Photographer. With all this work getting done, it’s important that I keep it documented for the farm photo of the day.
Veterinarian. Chickens require constant care. They are really quite fragile creatures, especially when they are young. I spent some quality time with one of our young chicks who is “cross-beaked”. Her top beak and bottom beak don’t line up like bird beaks ought; rather, her top beak curves quite a bit to the right. And it’s gotten worse as she’s been growing. But after careful observation, it appears she can still eat and drink just fine, so it is probably only cosmetic.
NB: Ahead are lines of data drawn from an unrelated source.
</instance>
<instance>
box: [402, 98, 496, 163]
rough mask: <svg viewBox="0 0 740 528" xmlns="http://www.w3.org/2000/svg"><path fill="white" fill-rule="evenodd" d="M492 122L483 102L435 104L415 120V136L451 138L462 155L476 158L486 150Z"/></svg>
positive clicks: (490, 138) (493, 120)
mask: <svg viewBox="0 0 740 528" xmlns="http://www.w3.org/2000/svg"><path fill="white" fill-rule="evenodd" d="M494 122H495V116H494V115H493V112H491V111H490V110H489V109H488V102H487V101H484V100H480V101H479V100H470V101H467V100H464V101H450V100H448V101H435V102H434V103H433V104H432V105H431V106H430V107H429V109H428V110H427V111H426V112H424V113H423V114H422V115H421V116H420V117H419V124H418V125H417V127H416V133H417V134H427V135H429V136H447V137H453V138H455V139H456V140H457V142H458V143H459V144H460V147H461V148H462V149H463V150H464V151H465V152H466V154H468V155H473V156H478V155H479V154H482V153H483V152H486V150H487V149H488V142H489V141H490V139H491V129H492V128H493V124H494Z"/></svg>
I’m sure the other chicks tease her terribly. We know how children can be.
Horticulturalist. Somehow, I still found time to begin another coouple hundred seedlings and transplant several hundred more into the fields.
And that was my weekend. How about yours?
I’ve been chastised for not providing baby news. All is as it should be. As Georgia is one of the few places in the world where both home births and direct-entry midwives (the kind that don’t take their orders directly from an OB) are illegal, we are using the services of a wonderful midwife with a birthing center across the state line in South Carolina. We see her once a month, and everything and everyone is right on course.
I’d show you a pretty picture of the young’un, but we don’t have one. Nor will we. It turns out that for the uninsured, ultrasounds are very expensive. At my wife’s last visit to her OB, we were quoted a figure in the several hundreds of dollars. So — no picture. If you’re wondering about the diagnostic abilities of ultrasounds, there are other ways to “see” everything the picture shows you. So, we haven’t lost out on any knowledge, other than the gender, which we don’t want to know.
Speaking of gender, we’ve entered the realm of Baby Names. I think we’ve settled on a girl’s name (nope, not telling), but boy’s names are much harder.
If we do have a boy, I would like to name him Bartleby, but my wife would prefer not to.
On this, the Ides of March, I’ll share with you the guilty pleasure of the movie Free Enterprise. I found it at a truck stop the other day for a mere $3, and the music video for “No Tears for Ceasar” — a medley of sorts from Bill Shatner’s musical version of Julius Ceasar — was well worth the money. That’s the movie’s character “Bill Shatner”, played by William Shatner. That’s right… he plays a fictional version of himself. And it’s not too over the top, either. If your local truck stop (or video rental place) has a copy, don’t be frightened by the box. It’s rather quite enjoyable!
So what have I been up to the last two weeks? I think this page sums it up quite nicely. Record keeping is key with gardening, and even more so when you’re trying to make a business out of it. What did you plant, when did you plant it, how much did you plant, when will it be ready to harvest, how much did you harvest… keeping up with these questions and answers makes each following year a little bit easier.
Since I’m keeping this information for my own benefit anyway, I figured I might as well let the rest of the world peek in on it, too. So, this page will show in real-time specifically what’s happening on the farm.